What is it to be completely honest? I guess this is my moment. Didn’t realize until my visit home that I wasn’t really being honest with myself. I haven’t been keeping it real with my readers or myself. to be honest I thought I was being honest. Some may know me as The Healing Writer across all platforms. Before I was The Healing Writer I was A Vegan Gypsie. One of the reasons I changes my handles was because I felts as though I wasn’t being true to the name. I started back eating seafood and I didn’t want the world to know me just for my way of eating.
The Honest Writer
The Healing Writer was born to be my pathway to authentically being me. That never happened. Turns out I didn’t know how to just be myself in a sense. It was easy to be myself 100% because I’ve never done it. If you follow me on social you know that I keep it pretty professional for the most part. But that begins to make it harder and harder to connect with people.
I wouldn’t post a lot of the things I wanted to. Fear of whether it was a good look for me or not was always in the back of my mind. And what’s been crazier is my desire to write was diminishing. It was slowly fading away because I was trying to write how I was taught. What I really need to do was be the artist that I am And write from the center.
My trip home to Cleveland, Ohio was the best thing that could have happened to me. Although I dragged my feet on going, I went anyway. I’ve been living away from home for 15 years now. Normally when I go home I just stay at my mom’s house and then leave. This time I was out and about and I stayed for an entire week (which is record-breaking.) It was different it’s like something within was sparked. It’s like a disconnection I’ve been feeling was back connected. This was the moment I realized that I wasn’t being honest with myself.

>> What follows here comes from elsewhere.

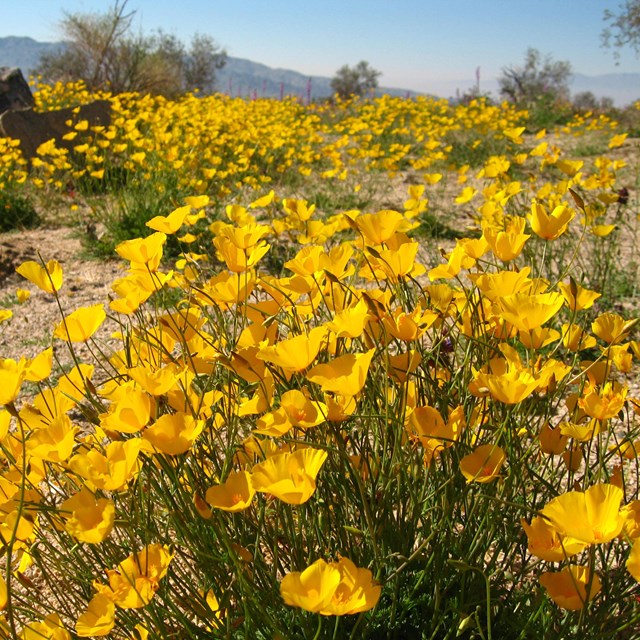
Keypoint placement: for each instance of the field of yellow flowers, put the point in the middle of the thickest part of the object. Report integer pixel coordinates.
(311, 420)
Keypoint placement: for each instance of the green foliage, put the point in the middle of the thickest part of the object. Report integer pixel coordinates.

Honesty is the best policy
Now, when I say I wasn’t being honest with myself this is what I’m saying. Wasn’t honest in clear about what I wanted out of life exactly and what was required to obtain it. I hadn’t embraced the fact that I really wasn’t working as hard as I should have been. I often dumb my personality down(don’t know why.) Being clear on what I don’t want. I’m feeling like I went home to get myself. Like I’ve been with only half of me.
Honestly, I am glad this happened I knew I was missing something just didn’t know what. Turns out that something was me. The moment I sat down and begin to embrace who and all that I am (the parts of me I ignored.) Was the moment everything really made sense. I
Listen, I don’t know what’s best for you but I can share what worked for me. Yes, I am a professional with all these certifications/degrees. But, these degrees will never trump life’s journey. As I heal I share, As I share I heal.